A “press council” might sound innocuous enough, but it is the sort of tool we’ve seen in many countries where the government is intent on silencing critics. Search our site for “press council” and you’ll see that it’s a widespread tactic. In Sri Lanka, as the war with the LTTE was ramping up in 2006 and the government was starting its crackdown on domestic critics in the media, it had threatened to re-establish the council but never followed through.

The threat of a revived council wasn’t lost on eight Sri Lankan media rights groups when they wrote a letter this week to the government. Here’s an excerpt sent to me by a colleague in Colombo:

It is with a sense of deep concern and disappointment that the media organizations herein under-mentioned have learned of the re-activation of the Sri Lanka Press Council Law No. 5 of 1973, which has the powers to fine and/or sentence journalists and publishers to terms of imprisonment.
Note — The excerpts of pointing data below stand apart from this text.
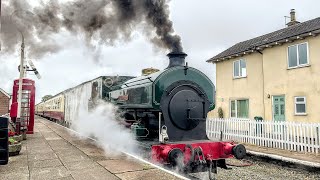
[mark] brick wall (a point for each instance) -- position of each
(4, 104)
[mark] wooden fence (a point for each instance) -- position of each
(293, 136)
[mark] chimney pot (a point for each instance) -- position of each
(176, 59)
(293, 19)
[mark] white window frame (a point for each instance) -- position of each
(236, 112)
(298, 65)
(240, 76)
(295, 105)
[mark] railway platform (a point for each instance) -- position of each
(54, 153)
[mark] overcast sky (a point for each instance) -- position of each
(206, 27)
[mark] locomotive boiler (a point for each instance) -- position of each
(172, 105)
(168, 109)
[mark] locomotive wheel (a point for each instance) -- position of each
(213, 170)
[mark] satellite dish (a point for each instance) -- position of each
(34, 69)
(108, 82)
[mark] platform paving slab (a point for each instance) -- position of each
(54, 152)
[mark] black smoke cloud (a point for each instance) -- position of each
(102, 21)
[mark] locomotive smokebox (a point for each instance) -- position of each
(176, 59)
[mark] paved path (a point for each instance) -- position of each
(53, 153)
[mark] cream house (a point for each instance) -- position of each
(275, 76)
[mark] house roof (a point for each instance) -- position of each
(288, 34)
(5, 93)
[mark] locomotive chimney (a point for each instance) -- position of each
(176, 59)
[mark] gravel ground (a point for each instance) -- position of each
(261, 170)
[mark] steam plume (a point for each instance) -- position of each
(99, 21)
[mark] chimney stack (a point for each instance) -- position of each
(176, 59)
(293, 19)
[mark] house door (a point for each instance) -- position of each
(279, 108)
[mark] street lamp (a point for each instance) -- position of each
(22, 72)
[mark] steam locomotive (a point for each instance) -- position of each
(169, 105)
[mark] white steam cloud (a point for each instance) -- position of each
(101, 123)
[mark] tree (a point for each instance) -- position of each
(46, 97)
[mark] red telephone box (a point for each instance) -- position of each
(27, 105)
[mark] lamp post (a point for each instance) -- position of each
(22, 74)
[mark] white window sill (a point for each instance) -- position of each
(300, 66)
(301, 114)
(239, 77)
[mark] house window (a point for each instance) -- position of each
(239, 108)
(300, 105)
(239, 68)
(298, 55)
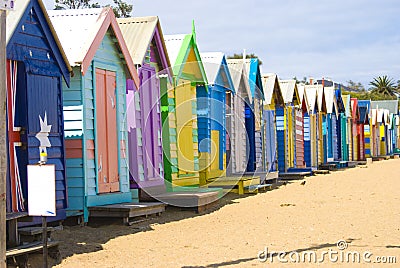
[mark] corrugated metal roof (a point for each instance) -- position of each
(77, 28)
(330, 100)
(212, 62)
(269, 81)
(311, 92)
(138, 33)
(238, 73)
(174, 44)
(13, 18)
(391, 105)
(288, 89)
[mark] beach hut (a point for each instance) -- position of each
(145, 42)
(181, 148)
(332, 112)
(253, 113)
(355, 116)
(347, 135)
(321, 122)
(95, 108)
(311, 127)
(273, 101)
(365, 116)
(237, 141)
(302, 130)
(36, 67)
(212, 124)
(387, 108)
(291, 98)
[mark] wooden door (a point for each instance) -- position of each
(184, 119)
(106, 132)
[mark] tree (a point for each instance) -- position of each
(248, 56)
(383, 85)
(121, 10)
(74, 4)
(357, 87)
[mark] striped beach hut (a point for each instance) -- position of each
(145, 42)
(311, 126)
(347, 138)
(212, 124)
(253, 113)
(36, 67)
(95, 108)
(321, 122)
(273, 101)
(291, 98)
(387, 107)
(331, 124)
(365, 107)
(237, 140)
(302, 129)
(181, 146)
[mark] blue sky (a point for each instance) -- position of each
(342, 40)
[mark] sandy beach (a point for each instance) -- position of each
(360, 206)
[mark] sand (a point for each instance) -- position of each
(360, 206)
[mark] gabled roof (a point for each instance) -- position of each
(289, 91)
(239, 77)
(330, 100)
(217, 70)
(347, 106)
(254, 75)
(272, 87)
(364, 117)
(139, 33)
(391, 105)
(303, 97)
(179, 47)
(321, 98)
(354, 108)
(13, 18)
(81, 32)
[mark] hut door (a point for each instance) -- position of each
(184, 118)
(151, 121)
(106, 132)
(17, 130)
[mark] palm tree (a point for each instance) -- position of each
(383, 85)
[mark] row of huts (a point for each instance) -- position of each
(126, 108)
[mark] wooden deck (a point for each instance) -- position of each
(127, 210)
(240, 185)
(200, 201)
(294, 175)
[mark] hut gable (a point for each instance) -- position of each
(217, 70)
(29, 31)
(93, 23)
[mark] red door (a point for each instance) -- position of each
(106, 132)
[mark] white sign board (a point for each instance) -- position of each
(7, 4)
(41, 190)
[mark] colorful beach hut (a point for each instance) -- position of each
(36, 67)
(253, 113)
(212, 124)
(302, 130)
(332, 112)
(273, 101)
(95, 108)
(311, 128)
(145, 42)
(291, 98)
(181, 144)
(321, 122)
(237, 140)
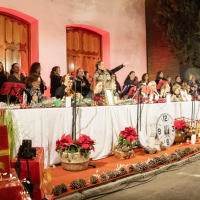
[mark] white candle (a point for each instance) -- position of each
(68, 102)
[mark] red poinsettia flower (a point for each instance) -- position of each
(179, 124)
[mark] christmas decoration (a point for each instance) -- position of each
(145, 166)
(180, 23)
(163, 159)
(110, 173)
(198, 148)
(104, 177)
(82, 182)
(64, 187)
(122, 171)
(139, 167)
(57, 190)
(94, 179)
(131, 169)
(152, 164)
(157, 160)
(75, 184)
(116, 173)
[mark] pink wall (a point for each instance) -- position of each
(124, 20)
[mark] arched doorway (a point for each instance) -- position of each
(14, 42)
(85, 46)
(18, 38)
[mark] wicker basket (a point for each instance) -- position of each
(74, 161)
(122, 155)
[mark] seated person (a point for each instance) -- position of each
(152, 85)
(177, 80)
(66, 88)
(176, 89)
(98, 90)
(112, 85)
(32, 89)
(164, 90)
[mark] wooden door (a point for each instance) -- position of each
(14, 44)
(83, 49)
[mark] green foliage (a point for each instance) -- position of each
(180, 21)
(12, 131)
(125, 142)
A media culture cannot be based on slapping charges against journalists, fining them or sending them to jail. Instead the modern world has accepted a self-regulatory mechanism by media persons as the way forward.

The groups were the Editors Guild of Sri Lanka, the Working Journalists Association of Sri Lanka, the Tamil Media Alliance, the Muslim Media Forum, the Federation of Media Employees Trade Unions, the South Asia Free Media Association (Sri Lanka Chapter) and the Free Media Movement.

A press council? Not to worry, says Media Minister Abeywardena. The Associated Press reached Lakshman, who said the government didn’t reactivate the law that organizes the press council with the intention to silence the media. He told the AP that a parliamentary committee investigating waste found that salaries were still being paid to council officials and that office space was still being rented–so it forced the government to reactivate the body.

Don’t buy that for a second. Journalists in Sri Lanka tell CPJ that the pressure remains as intense on them as it was during the height of the war with the LTTE. Many of them have stopped writing and, as we said in our Special Report: Journalists in Exile 2009, others have fled the country.